By Matt Biilmann, January 13 2016

Follow-up on the last days distributed denial of service attacks against our infrastructure.

Tuesday January 12 at 4:50pm PST we got alerted to an incoming DDoS attack. The attack started on the east coast and expanded into a massive DDoS attack simultaneously targeting CDN nodes in New York, San Francisco, Amsterdam and Chicago. It seemed like a clear escalation from the DDoS attack Saturday that only affected our main load balancer.

The DDoS was big enough that several switches across our different data centers became unresponsive. Our monitoring system detected that and immediately started removing the affected end nodes from rotation as well as rolling out extra capacity.

We still had plenty of extra capacity and our automated traffic director simply routed around this. However, this DDoS brought to light an edge case in our failover rules. When a certain combination of CDN PoPs went down at the same time, our DNS servers would start returning empty DNS records for users within the relevant region, instead of rerouting to a different region.

This caused sites hosted on Netlify to go unresponsive across several regions on an on-and-off basis for around 30 minutes, until we got a permanent fix in place for these failover rules, causing the first service outage we’ve experienced since we started operation.

Early Wednesday morning at 4:07am PST a new followup DDoS hit. This time our automatic rerouting had significantly improved, but we still experienced regional downtime due to “flapping” edge nodes that would be in and out of rotation rapidly instead of simply routed around permanently until the end of the attack.

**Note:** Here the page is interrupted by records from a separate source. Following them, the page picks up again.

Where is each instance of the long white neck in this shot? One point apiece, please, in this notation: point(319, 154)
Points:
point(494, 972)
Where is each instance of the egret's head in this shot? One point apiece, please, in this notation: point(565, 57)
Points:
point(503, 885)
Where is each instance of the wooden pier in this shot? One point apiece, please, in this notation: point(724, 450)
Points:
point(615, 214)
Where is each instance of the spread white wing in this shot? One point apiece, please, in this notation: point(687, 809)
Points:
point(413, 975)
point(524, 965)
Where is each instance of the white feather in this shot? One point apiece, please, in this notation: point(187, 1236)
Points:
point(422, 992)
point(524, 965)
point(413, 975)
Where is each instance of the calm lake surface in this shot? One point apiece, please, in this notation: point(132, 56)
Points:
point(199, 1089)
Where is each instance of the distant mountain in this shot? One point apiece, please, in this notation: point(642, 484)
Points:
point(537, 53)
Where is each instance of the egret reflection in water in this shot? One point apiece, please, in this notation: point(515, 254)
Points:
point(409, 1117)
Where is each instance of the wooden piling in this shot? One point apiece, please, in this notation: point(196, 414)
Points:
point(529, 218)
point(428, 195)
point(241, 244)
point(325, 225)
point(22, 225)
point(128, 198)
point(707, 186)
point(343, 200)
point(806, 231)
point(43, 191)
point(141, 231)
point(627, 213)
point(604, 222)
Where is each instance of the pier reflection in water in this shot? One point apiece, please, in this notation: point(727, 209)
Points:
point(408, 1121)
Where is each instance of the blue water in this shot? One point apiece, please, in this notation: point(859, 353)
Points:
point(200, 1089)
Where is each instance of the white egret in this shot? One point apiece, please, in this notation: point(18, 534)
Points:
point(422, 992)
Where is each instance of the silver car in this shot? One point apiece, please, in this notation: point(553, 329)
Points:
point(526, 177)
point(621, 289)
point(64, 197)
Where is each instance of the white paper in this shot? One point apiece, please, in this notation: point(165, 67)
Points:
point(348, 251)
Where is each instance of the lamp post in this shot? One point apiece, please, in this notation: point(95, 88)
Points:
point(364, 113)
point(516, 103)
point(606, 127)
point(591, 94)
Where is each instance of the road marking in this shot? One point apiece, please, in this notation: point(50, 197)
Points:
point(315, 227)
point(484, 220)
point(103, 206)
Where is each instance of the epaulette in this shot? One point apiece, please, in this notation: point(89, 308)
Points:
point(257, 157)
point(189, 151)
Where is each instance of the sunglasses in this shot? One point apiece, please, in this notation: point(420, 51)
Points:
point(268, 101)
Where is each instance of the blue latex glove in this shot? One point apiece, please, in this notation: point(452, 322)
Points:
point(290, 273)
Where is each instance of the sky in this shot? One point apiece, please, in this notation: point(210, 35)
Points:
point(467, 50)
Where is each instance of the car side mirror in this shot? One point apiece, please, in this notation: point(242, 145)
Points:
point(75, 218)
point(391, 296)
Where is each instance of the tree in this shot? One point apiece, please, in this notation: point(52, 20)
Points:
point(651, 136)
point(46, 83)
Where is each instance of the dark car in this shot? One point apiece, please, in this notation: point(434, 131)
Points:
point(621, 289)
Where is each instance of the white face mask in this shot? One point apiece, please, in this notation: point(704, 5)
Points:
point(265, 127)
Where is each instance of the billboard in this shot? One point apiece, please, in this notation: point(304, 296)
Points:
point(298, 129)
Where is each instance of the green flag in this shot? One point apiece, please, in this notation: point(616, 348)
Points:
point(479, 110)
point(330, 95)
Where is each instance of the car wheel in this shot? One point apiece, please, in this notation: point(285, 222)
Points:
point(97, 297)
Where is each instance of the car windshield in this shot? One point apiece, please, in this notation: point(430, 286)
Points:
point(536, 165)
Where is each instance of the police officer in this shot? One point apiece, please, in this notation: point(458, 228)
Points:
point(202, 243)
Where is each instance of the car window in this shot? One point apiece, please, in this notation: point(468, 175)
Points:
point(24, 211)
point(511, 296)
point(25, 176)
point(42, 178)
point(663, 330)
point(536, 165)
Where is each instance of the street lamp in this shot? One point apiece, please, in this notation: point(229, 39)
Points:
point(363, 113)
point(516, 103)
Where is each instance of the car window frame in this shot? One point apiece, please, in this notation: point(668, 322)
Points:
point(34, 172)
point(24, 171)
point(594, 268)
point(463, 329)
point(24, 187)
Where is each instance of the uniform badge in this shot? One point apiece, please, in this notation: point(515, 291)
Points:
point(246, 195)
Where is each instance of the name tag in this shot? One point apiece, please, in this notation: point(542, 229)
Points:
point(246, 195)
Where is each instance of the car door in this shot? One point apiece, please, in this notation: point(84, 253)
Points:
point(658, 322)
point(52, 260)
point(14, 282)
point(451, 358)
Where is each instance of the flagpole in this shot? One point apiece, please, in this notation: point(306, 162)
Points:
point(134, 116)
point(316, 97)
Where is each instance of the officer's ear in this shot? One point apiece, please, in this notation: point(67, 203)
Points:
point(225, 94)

Once we forced the traffic director to route around these affected edge nodes we returned to normal, and we now have safeguards against that happening again.

At Netlify we’re fanatical about uptime and performance, and experiencing any service outages is something we’re absolutely adamant about avoiding. The good news is that even in the phase of a global DDoS attack simultaneously targeting all of our CDN PoPs, our system had more than enough capacity to stay fast and responsive, and with the improvements we’ve but in place to our failover systems, as a direct result of this attack, we’re confident that future attacks of the same volume will fail to take down our platform.